Several Members made points about the Government’s record on council tax. My hon. Friend the Member for Blackpool North and Cleveleys (Paul Maynard) put it very well: under the Labour Government, council tax doubled, it has trebled in Wales and the Labour Mayor of London wants to raise it by 10%, whereas under the Conservatives it has fallen in real terms since 2010. We have introduced council tax referendums, which put an end to the crude universal capping system of the past; we put in place voluntary council tax freeze schemes for five years, which helped to deliver the lowest average increases across England since council tax was introduced; we have introduced local council tax support schemes, requiring councils to set up schemes to help those least able to pay; and we have given councils flexibility over discounts and exemptions and helped them to better manage local housing markets through the introduction of the empty homes premium.
A number of Members raised the issue of social care and were absolutely right to do so. We are funding councils for social care into the future, as my hon. Friend the Member for Dudley South pointed out. The provisional local government finance settlement for next year will provide councils with more than £1 billion of additional funding for social care next year, including £300 million of new grant funding. That is in addition to the £790 million that can be raised through the adult social care precept, if councils decide to. That is, of course, on top of the £1 billion social care grant announced last year, which is being maintained in line with our manifesto commitment.
I was surprised to hear the hon. Members for Nottingham South (Lilian Greenwood), for Worsley and Eccles South (Barbara Keeley) and for Denton and Reddish (Andrew Gwynne)—the former shadow Secretary of State, for whom I have huge respect—all talk about the social care precept raising money in the wrong places. They obviously have not studied the detail of the settlement, which says clearly that we have put aside £240 million to equalise the differences in adult social care precepts. I am afraid they just have not read the detail of the settlement. My hon. Friend the Member for Middlesbrough South and East Cleveland (Mr Clarke) pointed out the pressures on household budgets, which are exactly why we have introduced the £670 million scheme.
The Opposition misunderstand and misunderstood the local government finance system. They cannot grasp the fact that it allocated over £1 billion more to local government than councils are spending in response to the pandemic. We take no lectures from a party that doubled council tax when in office and have trebled it in Wales. We are ensuring that councils have the resources they need to come out of this pandemic stronger, and that is why we are supporting councils with a £2.2 billion rise in core spending power and £1.5 billion of extra support to help with covid costs.
We are giving councils the flexibility to defer any increases next year if they believe it is right for their community. We are protecting residents from the sort of outrageous tax hikes that were so commonplace under the last Labour Government. Councils have done an incredible job of responding throughout the pandemic, and we are standing behind them.

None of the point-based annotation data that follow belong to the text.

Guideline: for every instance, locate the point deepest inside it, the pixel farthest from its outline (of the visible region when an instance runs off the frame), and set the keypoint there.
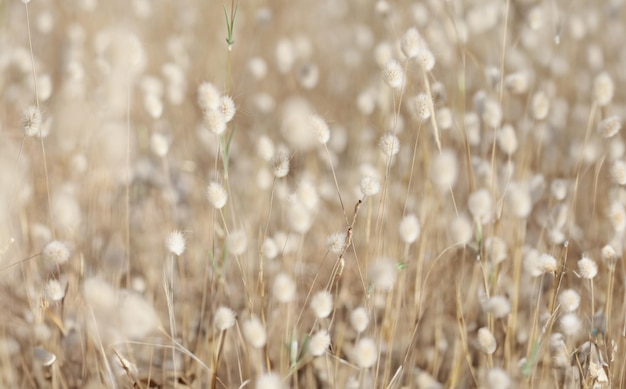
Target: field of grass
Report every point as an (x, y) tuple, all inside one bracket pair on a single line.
[(312, 194)]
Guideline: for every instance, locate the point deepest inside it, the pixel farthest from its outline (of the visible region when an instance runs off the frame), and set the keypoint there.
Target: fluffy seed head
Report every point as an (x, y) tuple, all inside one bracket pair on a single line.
[(507, 139), (492, 114), (254, 332), (56, 253), (411, 43), (265, 148), (540, 105), (610, 126), (603, 89), (224, 318), (519, 199), (547, 263), (322, 304), (365, 353), (516, 83), (175, 242), (359, 319), (284, 289), (393, 75), (609, 255), (336, 242), (31, 121), (319, 342), (320, 128), (569, 300), (389, 144), (443, 170), (160, 144), (571, 324), (480, 205), (617, 216), (217, 195), (423, 106), (486, 341), (54, 290), (587, 268), (227, 108), (280, 164), (426, 58), (214, 121), (370, 186), (559, 189), (409, 229)]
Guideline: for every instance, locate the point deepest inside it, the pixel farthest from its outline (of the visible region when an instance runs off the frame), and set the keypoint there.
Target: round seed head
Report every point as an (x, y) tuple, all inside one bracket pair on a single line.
[(411, 43), (175, 242), (54, 290), (227, 108), (426, 58), (507, 139), (617, 216), (393, 75), (336, 242), (322, 304), (254, 332), (370, 186), (280, 163), (214, 121), (486, 341), (409, 229), (480, 205), (31, 121), (516, 83), (603, 89), (587, 268), (217, 195), (571, 324), (492, 114), (359, 319), (389, 144), (319, 343), (365, 353), (56, 253), (540, 105), (284, 289), (443, 170), (569, 300), (423, 106)]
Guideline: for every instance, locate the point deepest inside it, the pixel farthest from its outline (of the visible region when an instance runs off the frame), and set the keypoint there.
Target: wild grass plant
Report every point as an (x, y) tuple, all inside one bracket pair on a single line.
[(312, 194)]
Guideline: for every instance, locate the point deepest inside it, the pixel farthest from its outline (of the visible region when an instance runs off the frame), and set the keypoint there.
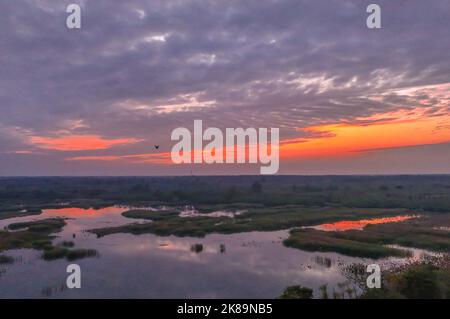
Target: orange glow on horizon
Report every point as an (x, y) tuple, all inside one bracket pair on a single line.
[(346, 139)]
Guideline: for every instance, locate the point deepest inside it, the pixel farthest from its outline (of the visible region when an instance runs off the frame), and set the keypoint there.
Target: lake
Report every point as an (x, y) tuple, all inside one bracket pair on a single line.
[(244, 265)]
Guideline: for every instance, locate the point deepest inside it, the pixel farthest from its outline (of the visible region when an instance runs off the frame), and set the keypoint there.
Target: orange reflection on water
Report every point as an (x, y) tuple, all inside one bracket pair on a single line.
[(82, 212), (360, 224)]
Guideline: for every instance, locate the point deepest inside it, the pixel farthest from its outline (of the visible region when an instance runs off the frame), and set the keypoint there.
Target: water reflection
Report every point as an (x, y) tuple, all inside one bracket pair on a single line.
[(360, 224), (245, 265)]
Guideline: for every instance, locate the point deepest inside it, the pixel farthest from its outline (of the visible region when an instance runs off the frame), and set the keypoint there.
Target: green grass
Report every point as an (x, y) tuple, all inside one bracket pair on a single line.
[(370, 242), (37, 235), (6, 259), (316, 240), (166, 223)]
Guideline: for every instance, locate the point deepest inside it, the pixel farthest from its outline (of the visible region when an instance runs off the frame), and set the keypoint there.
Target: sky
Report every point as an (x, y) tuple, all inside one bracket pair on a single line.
[(347, 99)]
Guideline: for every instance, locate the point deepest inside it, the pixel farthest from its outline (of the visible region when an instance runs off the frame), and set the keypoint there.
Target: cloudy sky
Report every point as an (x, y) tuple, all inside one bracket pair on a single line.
[(347, 99)]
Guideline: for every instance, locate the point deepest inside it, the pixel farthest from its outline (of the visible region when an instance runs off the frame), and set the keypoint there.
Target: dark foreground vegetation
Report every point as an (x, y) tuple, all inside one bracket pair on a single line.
[(265, 204)]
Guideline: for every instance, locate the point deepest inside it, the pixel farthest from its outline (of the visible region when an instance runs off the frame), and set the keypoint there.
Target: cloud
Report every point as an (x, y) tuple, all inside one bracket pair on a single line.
[(141, 68), (79, 142)]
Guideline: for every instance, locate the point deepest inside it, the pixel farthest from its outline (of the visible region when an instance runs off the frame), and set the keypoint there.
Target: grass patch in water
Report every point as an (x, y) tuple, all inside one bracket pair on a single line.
[(316, 240), (370, 242), (297, 292), (37, 235), (6, 259), (166, 223)]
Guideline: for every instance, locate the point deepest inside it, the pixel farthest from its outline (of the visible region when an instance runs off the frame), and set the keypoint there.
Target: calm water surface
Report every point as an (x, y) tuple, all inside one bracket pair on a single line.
[(246, 265)]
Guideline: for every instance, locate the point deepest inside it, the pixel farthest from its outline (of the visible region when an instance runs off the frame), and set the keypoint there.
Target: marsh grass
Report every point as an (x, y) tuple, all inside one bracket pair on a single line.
[(6, 259)]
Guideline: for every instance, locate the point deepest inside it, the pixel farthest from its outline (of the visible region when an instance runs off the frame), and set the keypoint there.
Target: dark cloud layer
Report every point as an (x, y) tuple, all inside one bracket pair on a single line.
[(137, 69)]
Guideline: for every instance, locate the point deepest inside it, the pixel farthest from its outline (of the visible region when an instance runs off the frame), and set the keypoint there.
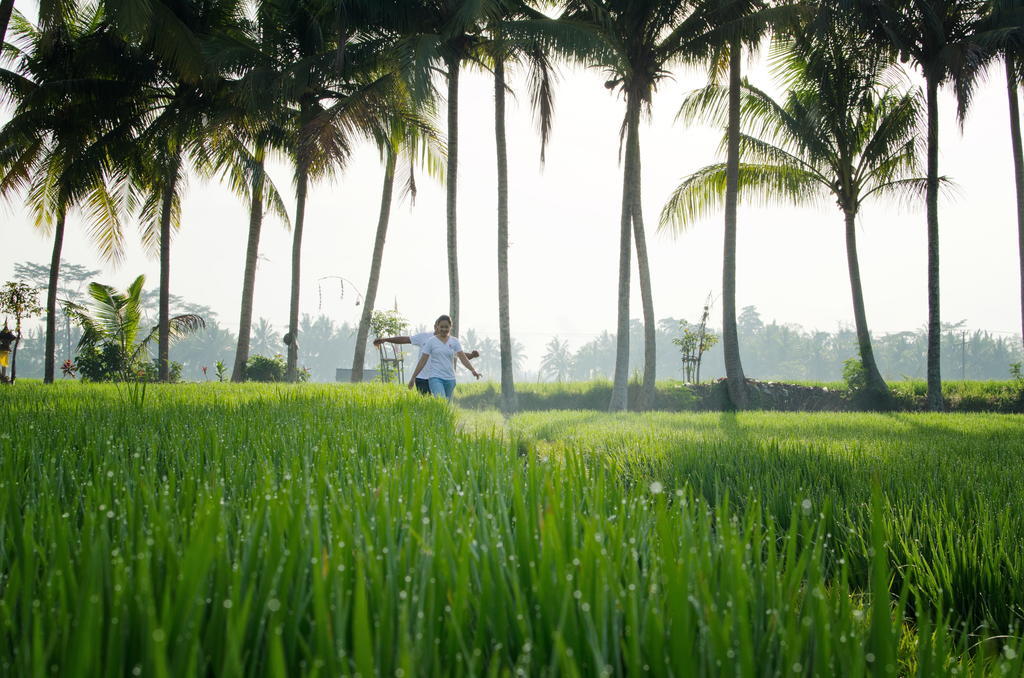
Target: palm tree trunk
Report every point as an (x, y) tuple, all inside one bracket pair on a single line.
[(6, 7), (51, 302), (509, 399), (163, 334), (620, 385), (249, 277), (735, 380), (291, 370), (878, 391), (453, 184), (647, 391), (375, 266), (932, 198), (1015, 133)]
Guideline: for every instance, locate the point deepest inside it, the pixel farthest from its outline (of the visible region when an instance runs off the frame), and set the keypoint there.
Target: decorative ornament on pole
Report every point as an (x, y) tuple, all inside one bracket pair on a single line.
[(341, 290), (6, 338)]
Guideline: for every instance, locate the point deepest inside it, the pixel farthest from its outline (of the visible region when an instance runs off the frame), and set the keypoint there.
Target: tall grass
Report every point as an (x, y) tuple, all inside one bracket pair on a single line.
[(318, 531)]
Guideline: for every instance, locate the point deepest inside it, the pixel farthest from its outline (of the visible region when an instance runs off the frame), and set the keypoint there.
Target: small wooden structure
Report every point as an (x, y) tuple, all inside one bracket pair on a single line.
[(392, 364)]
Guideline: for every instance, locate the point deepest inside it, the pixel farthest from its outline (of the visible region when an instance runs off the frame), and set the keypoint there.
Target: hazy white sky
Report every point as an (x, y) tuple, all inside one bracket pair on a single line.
[(564, 231)]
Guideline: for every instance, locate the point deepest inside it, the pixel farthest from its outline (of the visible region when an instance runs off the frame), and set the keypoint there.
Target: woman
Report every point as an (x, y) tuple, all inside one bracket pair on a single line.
[(437, 361), (418, 340)]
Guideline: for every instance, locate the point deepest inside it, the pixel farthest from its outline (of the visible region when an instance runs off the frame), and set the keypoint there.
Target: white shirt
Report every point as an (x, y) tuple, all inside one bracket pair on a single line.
[(440, 362)]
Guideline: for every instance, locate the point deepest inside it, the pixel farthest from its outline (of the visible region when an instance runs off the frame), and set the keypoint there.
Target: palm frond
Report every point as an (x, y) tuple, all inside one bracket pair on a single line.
[(702, 193)]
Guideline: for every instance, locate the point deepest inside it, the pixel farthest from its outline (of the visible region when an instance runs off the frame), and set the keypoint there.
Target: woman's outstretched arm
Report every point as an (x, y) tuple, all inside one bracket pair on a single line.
[(393, 340), (419, 368), (465, 361)]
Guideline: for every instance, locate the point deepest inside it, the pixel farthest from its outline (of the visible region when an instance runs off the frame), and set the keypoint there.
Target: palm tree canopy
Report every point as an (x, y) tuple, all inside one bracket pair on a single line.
[(846, 129)]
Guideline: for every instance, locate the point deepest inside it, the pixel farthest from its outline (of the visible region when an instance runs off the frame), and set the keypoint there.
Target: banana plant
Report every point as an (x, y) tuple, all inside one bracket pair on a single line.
[(111, 324)]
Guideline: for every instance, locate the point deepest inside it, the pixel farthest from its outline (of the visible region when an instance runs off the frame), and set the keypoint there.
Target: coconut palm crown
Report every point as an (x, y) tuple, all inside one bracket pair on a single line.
[(847, 129)]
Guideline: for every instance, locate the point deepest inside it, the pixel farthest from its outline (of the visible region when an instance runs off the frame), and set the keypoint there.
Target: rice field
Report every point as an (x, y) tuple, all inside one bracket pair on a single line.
[(344, 531)]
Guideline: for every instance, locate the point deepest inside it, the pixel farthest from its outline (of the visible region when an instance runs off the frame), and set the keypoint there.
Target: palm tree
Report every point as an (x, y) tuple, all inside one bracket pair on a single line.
[(412, 140), (1008, 16), (184, 94), (243, 163), (517, 33), (445, 33), (750, 20), (70, 103), (842, 130), (337, 82), (941, 38), (642, 38), (239, 141)]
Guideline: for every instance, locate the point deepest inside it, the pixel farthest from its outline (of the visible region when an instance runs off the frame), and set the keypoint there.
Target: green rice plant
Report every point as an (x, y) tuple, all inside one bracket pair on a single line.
[(290, 530)]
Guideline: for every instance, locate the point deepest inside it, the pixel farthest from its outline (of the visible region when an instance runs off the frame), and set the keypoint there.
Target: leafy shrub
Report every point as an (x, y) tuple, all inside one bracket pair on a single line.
[(854, 375), (107, 363), (260, 368), (100, 363)]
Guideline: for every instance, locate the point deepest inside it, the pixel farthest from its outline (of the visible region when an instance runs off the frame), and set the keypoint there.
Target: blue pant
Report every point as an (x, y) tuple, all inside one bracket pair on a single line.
[(441, 387)]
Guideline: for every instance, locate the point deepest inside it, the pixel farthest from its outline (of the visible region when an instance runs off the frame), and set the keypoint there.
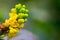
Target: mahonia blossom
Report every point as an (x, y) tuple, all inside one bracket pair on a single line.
[(17, 18)]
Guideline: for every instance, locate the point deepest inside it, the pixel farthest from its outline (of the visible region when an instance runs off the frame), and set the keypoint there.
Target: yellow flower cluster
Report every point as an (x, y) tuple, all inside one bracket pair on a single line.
[(18, 16)]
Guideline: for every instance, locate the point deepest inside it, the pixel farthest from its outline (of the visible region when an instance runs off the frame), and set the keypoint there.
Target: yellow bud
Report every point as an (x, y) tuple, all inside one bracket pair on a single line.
[(27, 10), (20, 15), (7, 23), (25, 20), (22, 10), (21, 25), (13, 15), (13, 10), (23, 6), (21, 20), (18, 6), (26, 15)]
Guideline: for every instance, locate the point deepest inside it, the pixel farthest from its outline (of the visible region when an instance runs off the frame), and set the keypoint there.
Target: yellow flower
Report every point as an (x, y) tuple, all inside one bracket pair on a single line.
[(26, 15), (13, 10), (24, 6), (13, 15), (27, 10), (21, 15), (18, 6), (6, 23), (22, 9), (25, 20), (20, 20), (21, 25), (16, 25)]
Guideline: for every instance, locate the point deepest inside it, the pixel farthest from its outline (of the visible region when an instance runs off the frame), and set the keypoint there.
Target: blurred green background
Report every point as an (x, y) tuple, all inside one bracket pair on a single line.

I should point out that in current circumstances, when hardly anyone is here, there is no question of my being able to decide this Division on the voices, as there are so few representative voices present. Therefore, I call a Division.
That this House calls on the Prime Minister to drop the Government’s plans to force local councils to increase council tax in the middle of a pandemic by providing councils with funding to meet the Government’s promise to do whatever is necessary to support councils in the fight against covid-19.
The list of Member currently certified as eligible for a proxy vote, and of the Members nominated as their proxy, is published at the end of today’s debates.